To resolve this issue and enable hosts for use with VR, you must complete the following steps:
- Browse the VRM database at the recovery site.
- Remove any records from the HostEntity table with state 4 (UNSUPPORTED), which are not referenced from the HbrHostEntity table (vcMoId value). If there are existing references from the HbrHostEntity table (the vcMoId value), do not remove the record, but update the state value from 4 to 1 (ACTIVE).
- Disconnect the host from the vCenter inventory and then re-connect it.
- Verify that the event Host is configured for vSphere Replication is triggered on the host.
An example of the sort of queries you might use to fix this issue in the VRM Server database are as follows:
- To query all hosts tagged UNSUPPORTED, which are not associated with a VR Server:
select * from HostEntity h where state=4 and not exists (select * from HbrHostEntity where h.vcMoId=HbrHostEntity.vcHost_vcMoId).
- To query all hosts tagged UNSUPPORTED, which are associated with a VR Server:
select * from HostEntity h where state=4 and exists (select * from HbrHostEntity where h.vcMoId=HbrHostEntity.vcHost_vcMoId).
- To clean up UNSUPPORTED records for hosts which are not associated with a VR Server:
delete from HostEntity where state=4 and not exists (select * from HbrHostEntity where vcMoId=HbrHostEntity.vcHost_vcMoId).
- To change state to ACTIVE of hosts tagged UNSUPPORTED, which are associated with a VR Server:
update HostEntity set state=1 where state=4 and exists (select * from HbrHostEntity where vcMoId=HbrHostEntity.vcHost_vcMoId).

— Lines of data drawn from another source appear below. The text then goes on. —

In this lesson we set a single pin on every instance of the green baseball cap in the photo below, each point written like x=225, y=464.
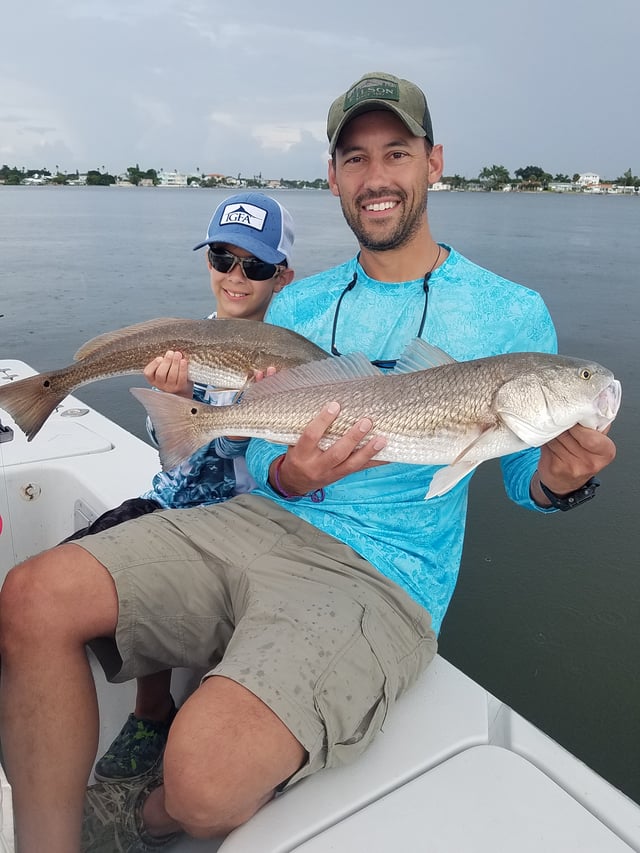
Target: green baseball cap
x=380, y=91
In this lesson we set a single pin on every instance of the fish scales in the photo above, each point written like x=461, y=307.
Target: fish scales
x=457, y=414
x=224, y=353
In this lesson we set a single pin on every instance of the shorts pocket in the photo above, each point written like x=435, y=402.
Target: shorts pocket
x=354, y=694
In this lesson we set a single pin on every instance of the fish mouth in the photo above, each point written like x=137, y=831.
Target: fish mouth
x=609, y=399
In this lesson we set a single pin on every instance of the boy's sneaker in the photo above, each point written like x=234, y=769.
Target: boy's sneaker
x=112, y=818
x=136, y=750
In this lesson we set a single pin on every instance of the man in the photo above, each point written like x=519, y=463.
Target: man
x=311, y=599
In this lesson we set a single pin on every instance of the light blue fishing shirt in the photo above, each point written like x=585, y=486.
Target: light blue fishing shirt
x=381, y=512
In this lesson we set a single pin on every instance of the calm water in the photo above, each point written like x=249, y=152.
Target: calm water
x=546, y=613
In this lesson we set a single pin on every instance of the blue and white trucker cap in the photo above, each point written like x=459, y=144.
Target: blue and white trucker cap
x=256, y=223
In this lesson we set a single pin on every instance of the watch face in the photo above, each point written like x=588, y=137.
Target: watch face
x=573, y=499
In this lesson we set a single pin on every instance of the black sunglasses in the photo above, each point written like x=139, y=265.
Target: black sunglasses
x=253, y=268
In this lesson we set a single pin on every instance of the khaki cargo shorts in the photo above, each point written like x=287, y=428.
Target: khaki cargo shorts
x=247, y=590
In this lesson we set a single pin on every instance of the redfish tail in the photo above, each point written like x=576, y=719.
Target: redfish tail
x=30, y=401
x=177, y=423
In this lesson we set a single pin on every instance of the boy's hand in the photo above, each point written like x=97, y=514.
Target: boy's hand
x=169, y=373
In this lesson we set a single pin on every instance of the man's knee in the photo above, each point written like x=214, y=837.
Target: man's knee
x=207, y=808
x=57, y=590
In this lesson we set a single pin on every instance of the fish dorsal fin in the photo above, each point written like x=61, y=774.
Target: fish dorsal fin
x=108, y=338
x=420, y=355
x=327, y=371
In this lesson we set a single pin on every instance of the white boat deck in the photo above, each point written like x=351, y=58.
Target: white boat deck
x=454, y=770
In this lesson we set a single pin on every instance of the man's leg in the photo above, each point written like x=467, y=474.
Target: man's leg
x=226, y=755
x=50, y=607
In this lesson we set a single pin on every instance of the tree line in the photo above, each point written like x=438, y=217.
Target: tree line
x=490, y=177
x=529, y=177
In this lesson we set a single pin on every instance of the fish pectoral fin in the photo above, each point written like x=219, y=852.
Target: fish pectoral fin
x=485, y=434
x=420, y=355
x=446, y=478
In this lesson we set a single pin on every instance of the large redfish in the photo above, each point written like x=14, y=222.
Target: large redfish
x=456, y=414
x=224, y=353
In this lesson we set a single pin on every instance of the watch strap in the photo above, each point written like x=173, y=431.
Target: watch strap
x=573, y=499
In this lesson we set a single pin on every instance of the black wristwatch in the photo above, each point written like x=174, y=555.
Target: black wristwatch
x=573, y=499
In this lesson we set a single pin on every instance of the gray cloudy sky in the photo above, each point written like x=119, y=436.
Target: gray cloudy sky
x=244, y=86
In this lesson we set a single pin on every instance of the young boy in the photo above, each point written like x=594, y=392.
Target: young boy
x=248, y=242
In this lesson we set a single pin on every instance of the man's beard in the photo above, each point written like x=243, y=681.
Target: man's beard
x=406, y=229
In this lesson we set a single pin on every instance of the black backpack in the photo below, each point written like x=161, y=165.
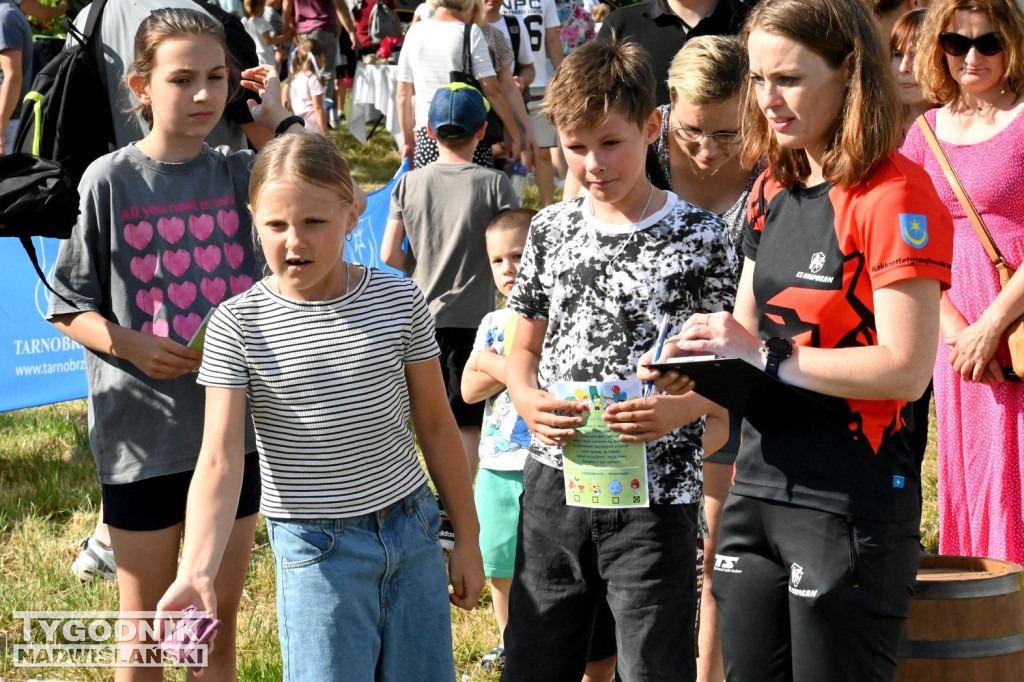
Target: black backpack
x=66, y=124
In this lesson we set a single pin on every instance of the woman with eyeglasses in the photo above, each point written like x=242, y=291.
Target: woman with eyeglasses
x=847, y=248
x=903, y=45
x=971, y=59
x=696, y=156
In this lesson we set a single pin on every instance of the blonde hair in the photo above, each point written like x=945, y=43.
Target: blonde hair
x=708, y=69
x=597, y=78
x=930, y=69
x=868, y=125
x=168, y=24
x=309, y=46
x=511, y=220
x=251, y=5
x=312, y=159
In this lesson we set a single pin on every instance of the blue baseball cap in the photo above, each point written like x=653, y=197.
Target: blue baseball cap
x=457, y=111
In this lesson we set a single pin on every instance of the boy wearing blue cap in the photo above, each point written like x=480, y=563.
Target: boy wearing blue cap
x=444, y=209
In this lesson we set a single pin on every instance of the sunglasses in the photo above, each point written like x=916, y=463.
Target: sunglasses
x=955, y=44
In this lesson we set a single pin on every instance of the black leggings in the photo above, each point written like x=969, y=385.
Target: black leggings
x=806, y=595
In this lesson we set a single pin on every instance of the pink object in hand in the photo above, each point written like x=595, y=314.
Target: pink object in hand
x=189, y=633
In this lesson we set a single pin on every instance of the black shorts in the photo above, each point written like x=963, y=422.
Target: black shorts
x=457, y=345
x=346, y=67
x=727, y=453
x=158, y=503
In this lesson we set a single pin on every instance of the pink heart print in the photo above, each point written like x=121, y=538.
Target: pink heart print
x=150, y=300
x=228, y=221
x=182, y=294
x=177, y=262
x=236, y=254
x=185, y=326
x=171, y=228
x=241, y=284
x=201, y=225
x=139, y=235
x=207, y=257
x=143, y=267
x=158, y=328
x=213, y=290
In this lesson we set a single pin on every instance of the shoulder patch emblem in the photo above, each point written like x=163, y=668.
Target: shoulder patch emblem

- Stopping and Restarting Replication for Virtual Machine Disks Leaves Disks Unreplicated
After rapidly disabling and enabling replication for vSphere Replication-protected disks on a virtual machine, their replication status may be Not Active. To resolve this issue, unconfigure and reconfigure replication for the virtual machine.
- User Customized Advanced Setting Lost During Upgrade
When upgrading from SRM 4.1 to SRM 5.0, all user customized advanced settings are replaced with initial defaults. To address this issue, reapply customized settings after the upgrade. For in-place upgrades, reference information about pre-upgrade custom settings can be found in C:\ProgramData\VMware\VMware vCenter Site Recovery Manager\vmware-dr.xml.bak.

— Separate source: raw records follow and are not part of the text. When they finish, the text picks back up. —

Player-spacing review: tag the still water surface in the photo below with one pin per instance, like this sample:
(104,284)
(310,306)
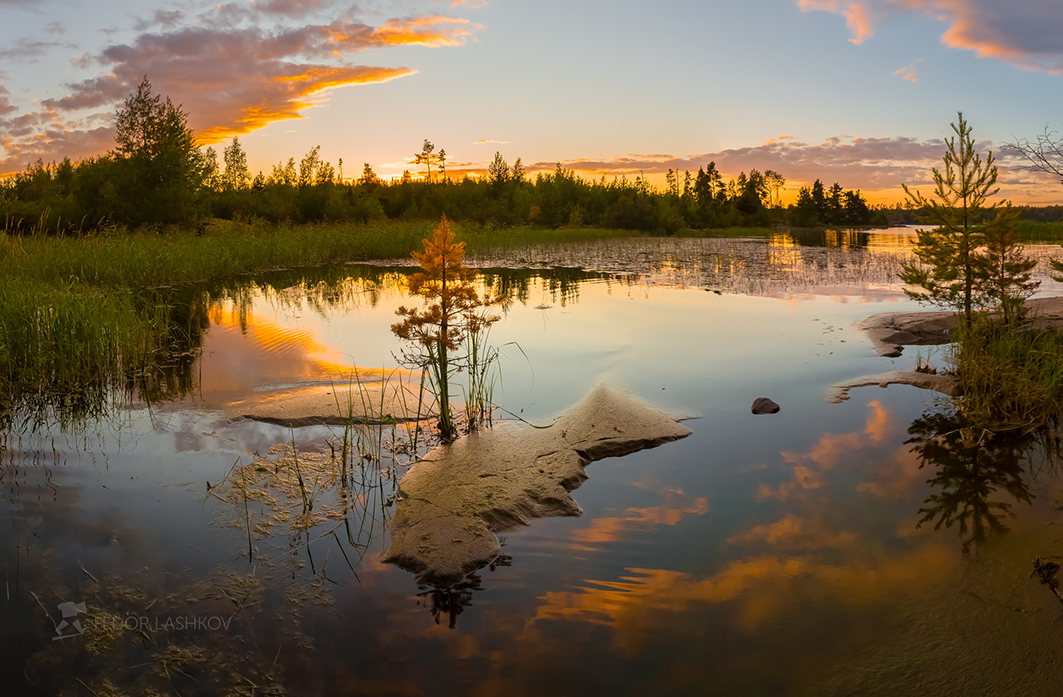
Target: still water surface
(762,555)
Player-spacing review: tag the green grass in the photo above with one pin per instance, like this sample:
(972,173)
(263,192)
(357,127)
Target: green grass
(85,318)
(226,250)
(728,232)
(1011,378)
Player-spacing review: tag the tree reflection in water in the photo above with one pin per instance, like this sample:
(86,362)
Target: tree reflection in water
(971,465)
(452,601)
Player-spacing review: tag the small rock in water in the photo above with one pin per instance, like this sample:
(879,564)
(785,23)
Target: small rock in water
(763,405)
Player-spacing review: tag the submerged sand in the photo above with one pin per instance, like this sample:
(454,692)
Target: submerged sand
(453,502)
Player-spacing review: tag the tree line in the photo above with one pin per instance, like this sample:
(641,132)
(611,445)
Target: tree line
(156,176)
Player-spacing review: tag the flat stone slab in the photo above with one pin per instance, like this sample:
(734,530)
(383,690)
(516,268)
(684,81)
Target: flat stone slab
(946,385)
(453,500)
(892,332)
(373,403)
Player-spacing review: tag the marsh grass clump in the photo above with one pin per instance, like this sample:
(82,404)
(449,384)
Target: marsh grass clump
(1012,377)
(456,316)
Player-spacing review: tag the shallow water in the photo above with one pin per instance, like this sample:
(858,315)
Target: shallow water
(762,555)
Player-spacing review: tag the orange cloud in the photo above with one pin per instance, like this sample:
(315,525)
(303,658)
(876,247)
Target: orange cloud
(908,72)
(877,166)
(1026,34)
(857,15)
(229,73)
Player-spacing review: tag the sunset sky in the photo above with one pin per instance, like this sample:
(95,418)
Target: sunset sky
(858,92)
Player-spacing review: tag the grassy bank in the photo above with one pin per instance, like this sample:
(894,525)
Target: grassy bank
(1012,378)
(224,250)
(727,232)
(84,318)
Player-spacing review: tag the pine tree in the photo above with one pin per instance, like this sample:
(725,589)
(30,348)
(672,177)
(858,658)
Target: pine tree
(952,271)
(1008,278)
(455,310)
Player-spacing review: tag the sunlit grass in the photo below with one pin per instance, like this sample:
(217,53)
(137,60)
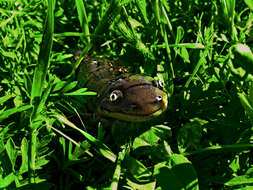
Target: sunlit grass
(201,50)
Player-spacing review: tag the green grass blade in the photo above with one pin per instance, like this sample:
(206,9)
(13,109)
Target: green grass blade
(11,111)
(99,146)
(43,59)
(82,16)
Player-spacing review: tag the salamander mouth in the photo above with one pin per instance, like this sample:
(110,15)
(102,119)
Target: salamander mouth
(128,116)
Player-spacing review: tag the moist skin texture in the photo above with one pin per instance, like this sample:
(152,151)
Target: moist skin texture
(123,96)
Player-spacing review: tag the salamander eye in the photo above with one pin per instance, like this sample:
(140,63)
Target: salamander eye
(160,84)
(115,95)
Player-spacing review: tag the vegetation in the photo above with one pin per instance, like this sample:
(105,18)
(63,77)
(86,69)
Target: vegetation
(202,50)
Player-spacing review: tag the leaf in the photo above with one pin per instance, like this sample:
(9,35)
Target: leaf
(11,151)
(243,57)
(11,111)
(80,92)
(44,54)
(24,155)
(83,19)
(5,98)
(5,182)
(179,174)
(249,3)
(99,146)
(137,170)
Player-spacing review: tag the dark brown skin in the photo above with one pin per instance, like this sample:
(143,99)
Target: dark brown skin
(121,95)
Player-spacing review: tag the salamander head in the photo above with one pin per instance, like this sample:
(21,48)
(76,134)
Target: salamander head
(133,98)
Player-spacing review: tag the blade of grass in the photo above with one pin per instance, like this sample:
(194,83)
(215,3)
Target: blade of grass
(83,19)
(37,87)
(99,146)
(103,26)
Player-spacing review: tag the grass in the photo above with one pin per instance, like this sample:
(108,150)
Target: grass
(202,50)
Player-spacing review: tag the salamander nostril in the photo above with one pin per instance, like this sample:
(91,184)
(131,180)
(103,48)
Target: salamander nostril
(133,106)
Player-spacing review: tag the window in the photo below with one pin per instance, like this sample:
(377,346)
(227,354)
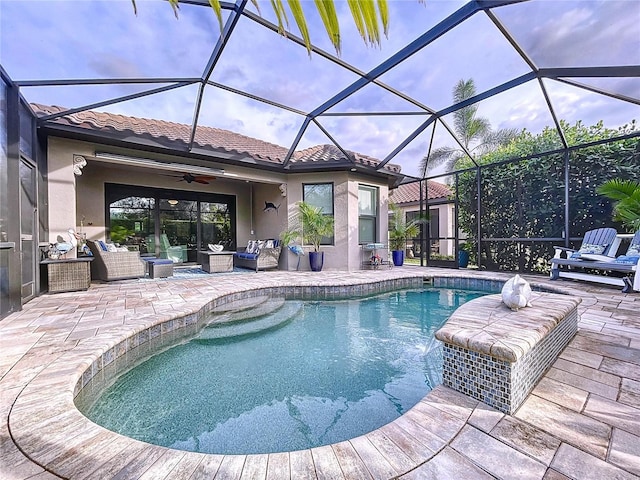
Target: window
(367,214)
(320,195)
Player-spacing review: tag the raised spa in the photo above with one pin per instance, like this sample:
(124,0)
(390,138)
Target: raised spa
(281,375)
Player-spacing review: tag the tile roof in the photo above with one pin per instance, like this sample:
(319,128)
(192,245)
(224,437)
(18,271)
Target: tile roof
(410,192)
(206,137)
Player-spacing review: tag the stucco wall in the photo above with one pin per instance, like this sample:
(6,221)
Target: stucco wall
(75,199)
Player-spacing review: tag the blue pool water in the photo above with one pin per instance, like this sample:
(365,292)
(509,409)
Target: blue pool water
(317,373)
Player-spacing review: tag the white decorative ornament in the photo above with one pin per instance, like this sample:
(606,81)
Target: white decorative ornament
(516,293)
(79,162)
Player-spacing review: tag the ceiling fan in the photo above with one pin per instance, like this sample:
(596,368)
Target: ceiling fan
(190,178)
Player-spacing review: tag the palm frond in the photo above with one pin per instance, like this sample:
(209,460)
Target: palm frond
(441,156)
(626,195)
(281,16)
(358,19)
(298,15)
(215,4)
(327,11)
(383,10)
(618,189)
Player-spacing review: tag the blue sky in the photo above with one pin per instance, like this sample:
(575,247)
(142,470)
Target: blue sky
(78,39)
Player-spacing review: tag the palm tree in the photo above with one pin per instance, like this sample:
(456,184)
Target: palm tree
(367,15)
(626,194)
(475,133)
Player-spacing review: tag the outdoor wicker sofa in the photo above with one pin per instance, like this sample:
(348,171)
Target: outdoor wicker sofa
(258,255)
(108,266)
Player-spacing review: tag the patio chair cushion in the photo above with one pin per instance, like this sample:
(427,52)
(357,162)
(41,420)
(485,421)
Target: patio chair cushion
(590,249)
(627,259)
(247,256)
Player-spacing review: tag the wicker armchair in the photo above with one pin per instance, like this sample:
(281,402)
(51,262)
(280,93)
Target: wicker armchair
(110,266)
(264,258)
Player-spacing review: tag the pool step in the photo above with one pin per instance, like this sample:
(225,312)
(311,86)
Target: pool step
(247,314)
(277,318)
(239,305)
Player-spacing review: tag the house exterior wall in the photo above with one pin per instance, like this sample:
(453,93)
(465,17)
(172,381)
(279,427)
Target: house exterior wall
(445,225)
(78,201)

- NFS Identified by Variable Means Do not Provide Consistent Protection
NFS volumes are mounted as datastores with an IP address or hostname. vCenter uses the IP address or hostname to track which NFS mounting maps to which datastores. As a result, the same volume from the same NFS host can be registered as a different datastore when mounted with a different IP address or hostname.
Storage replication adapters (SRAs) return a list of addresses during device discovery. SRM makes a best effort to match the addresses the SRA provides with mounts and datastores. SRAs return a group of settings to SRM. SRM presents these values as elements of the array configuration, but does not control these settings in any way. The storage address and port is one of these values, and this value is used when configuring and detecting mount points. If an SRA only presents a storage port value, SRM does uses this port value alone in looking for matches, but other valid values may also exist.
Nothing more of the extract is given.